Security sources said on Tuesday the men, officials in the southern Nigerian state of Delta, were picked up on Monday and were believed to have close links to Ijaw ethnic militants whose month-long campaign of sabotage has cut a tenth of Nigeria's oil supply.
Adebayo Babalola, director of the security service in Delta state, said: "The two men are helping us with our inquiries."
Government officials have expressed confidence that the hostage situation will soon be resolved as negotiations progress on a ransom payment with a person whom they believe to be a credible representative of the kidnappers.
However, the Movement for the Emancipation of the Niger Delta, which says it is responsible for the attacks and the kidnapping, has said it is not in talks with anyone.
In a statement on Tuesday, the group said it would keep the hostages until it wins the release of two Ijaw leaders and $1.5bn in pollution compensation from Royal Dutch Shell for delta villages.
"The hostages are going nowhere"
the Movement for the Emancipation of the Niger Delta
"The hostages are going nowhere," the group said in an email on Tuesday. It said that the people negotiating with authorities were interested only in enriching themselves.

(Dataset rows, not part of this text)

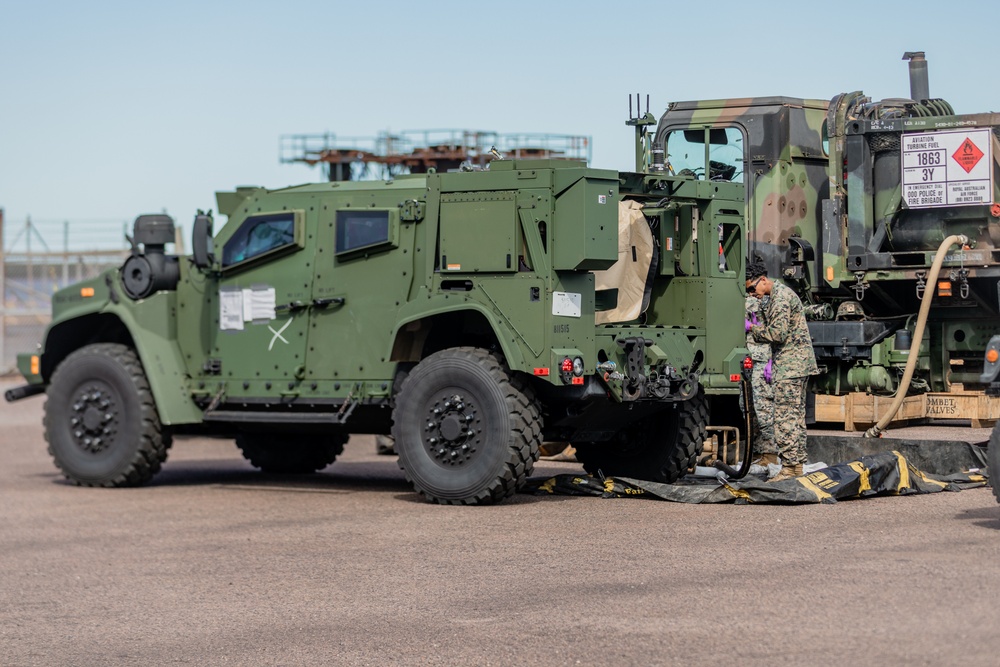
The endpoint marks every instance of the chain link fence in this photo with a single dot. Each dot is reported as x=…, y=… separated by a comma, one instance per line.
x=38, y=257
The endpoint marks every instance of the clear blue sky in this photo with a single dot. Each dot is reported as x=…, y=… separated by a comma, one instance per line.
x=111, y=109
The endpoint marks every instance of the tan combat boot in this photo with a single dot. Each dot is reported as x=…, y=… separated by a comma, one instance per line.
x=767, y=459
x=787, y=472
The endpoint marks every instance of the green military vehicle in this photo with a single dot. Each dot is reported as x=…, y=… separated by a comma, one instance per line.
x=472, y=315
x=849, y=202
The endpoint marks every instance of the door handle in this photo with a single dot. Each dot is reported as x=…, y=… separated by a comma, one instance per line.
x=294, y=305
x=329, y=301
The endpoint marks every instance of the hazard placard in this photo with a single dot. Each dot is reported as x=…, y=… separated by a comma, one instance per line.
x=949, y=168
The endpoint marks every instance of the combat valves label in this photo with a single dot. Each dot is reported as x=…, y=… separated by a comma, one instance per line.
x=947, y=168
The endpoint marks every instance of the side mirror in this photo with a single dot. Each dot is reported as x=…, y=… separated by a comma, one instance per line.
x=202, y=248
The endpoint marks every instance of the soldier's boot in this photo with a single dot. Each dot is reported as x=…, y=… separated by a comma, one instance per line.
x=767, y=459
x=787, y=472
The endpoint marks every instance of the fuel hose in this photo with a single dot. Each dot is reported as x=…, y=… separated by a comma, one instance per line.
x=918, y=334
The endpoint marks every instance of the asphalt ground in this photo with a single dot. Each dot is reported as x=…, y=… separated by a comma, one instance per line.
x=217, y=564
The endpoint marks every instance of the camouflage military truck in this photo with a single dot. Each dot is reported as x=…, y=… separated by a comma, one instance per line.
x=472, y=315
x=848, y=201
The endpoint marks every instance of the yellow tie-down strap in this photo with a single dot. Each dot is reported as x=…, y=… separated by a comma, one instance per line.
x=884, y=474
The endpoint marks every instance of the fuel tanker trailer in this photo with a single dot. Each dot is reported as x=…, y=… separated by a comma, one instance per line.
x=884, y=217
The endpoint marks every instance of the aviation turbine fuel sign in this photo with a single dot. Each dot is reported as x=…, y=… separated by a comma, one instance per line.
x=946, y=169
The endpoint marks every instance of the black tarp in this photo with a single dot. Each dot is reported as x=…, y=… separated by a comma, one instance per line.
x=882, y=474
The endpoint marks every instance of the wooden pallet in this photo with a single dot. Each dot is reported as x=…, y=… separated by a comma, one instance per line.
x=858, y=411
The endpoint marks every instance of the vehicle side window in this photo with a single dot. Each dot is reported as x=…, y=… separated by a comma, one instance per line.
x=357, y=230
x=257, y=236
x=686, y=153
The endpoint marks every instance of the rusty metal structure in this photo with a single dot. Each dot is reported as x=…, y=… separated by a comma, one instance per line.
x=417, y=151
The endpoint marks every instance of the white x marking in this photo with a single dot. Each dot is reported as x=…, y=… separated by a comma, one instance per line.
x=277, y=334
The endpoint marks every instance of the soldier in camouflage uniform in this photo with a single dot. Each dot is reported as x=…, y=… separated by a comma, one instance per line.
x=761, y=389
x=784, y=327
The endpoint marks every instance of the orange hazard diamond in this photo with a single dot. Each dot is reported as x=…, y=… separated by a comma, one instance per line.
x=968, y=155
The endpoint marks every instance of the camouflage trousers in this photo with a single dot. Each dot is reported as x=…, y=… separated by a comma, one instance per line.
x=790, y=420
x=763, y=412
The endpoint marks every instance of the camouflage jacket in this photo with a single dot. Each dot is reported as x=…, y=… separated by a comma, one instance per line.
x=785, y=328
x=759, y=352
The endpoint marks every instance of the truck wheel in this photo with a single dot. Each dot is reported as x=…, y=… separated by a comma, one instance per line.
x=660, y=448
x=467, y=432
x=101, y=421
x=993, y=460
x=290, y=455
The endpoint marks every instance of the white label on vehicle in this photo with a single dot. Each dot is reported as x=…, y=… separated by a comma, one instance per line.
x=947, y=168
x=258, y=304
x=231, y=310
x=567, y=304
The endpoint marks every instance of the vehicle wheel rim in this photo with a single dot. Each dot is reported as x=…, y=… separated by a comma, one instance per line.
x=94, y=417
x=451, y=433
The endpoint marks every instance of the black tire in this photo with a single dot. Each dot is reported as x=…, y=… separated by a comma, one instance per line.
x=385, y=445
x=467, y=432
x=101, y=421
x=660, y=448
x=290, y=455
x=993, y=461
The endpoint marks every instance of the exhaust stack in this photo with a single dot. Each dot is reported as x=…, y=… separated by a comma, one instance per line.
x=919, y=86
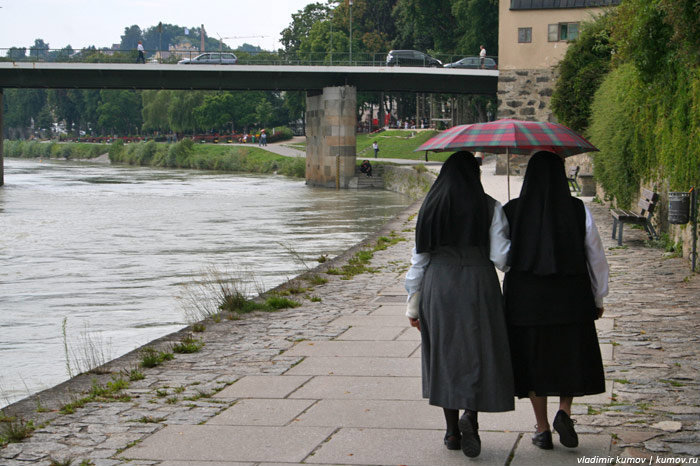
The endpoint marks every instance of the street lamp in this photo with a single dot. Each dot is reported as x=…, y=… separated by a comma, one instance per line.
x=350, y=2
x=331, y=37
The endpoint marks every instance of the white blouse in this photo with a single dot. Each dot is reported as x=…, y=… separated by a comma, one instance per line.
x=500, y=245
x=499, y=233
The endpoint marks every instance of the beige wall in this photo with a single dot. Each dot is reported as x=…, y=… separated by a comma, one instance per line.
x=539, y=53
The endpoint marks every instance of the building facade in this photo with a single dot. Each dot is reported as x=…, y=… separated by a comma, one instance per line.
x=533, y=36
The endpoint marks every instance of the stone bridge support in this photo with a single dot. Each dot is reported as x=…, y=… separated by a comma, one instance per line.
x=330, y=136
x=2, y=144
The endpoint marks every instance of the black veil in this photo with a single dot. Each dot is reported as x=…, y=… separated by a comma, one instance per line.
x=455, y=210
x=547, y=224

The group, which is also demanding more local control over the delta's enormous oil wealth, denounced Olusegun Obasanjo, the president of Nigeria, as a "thief" and said it would attack assets owned by his family and allies in the Niger Delta.
Unions have threatened to withdraw workers from the delta, which produces almost all the nation's 2.4 million barrels of oil a day, if the security situation deteriorates.
Dozens of people have been killed in raids and bombings by the militia, which have pushed oil prices to four-month highs.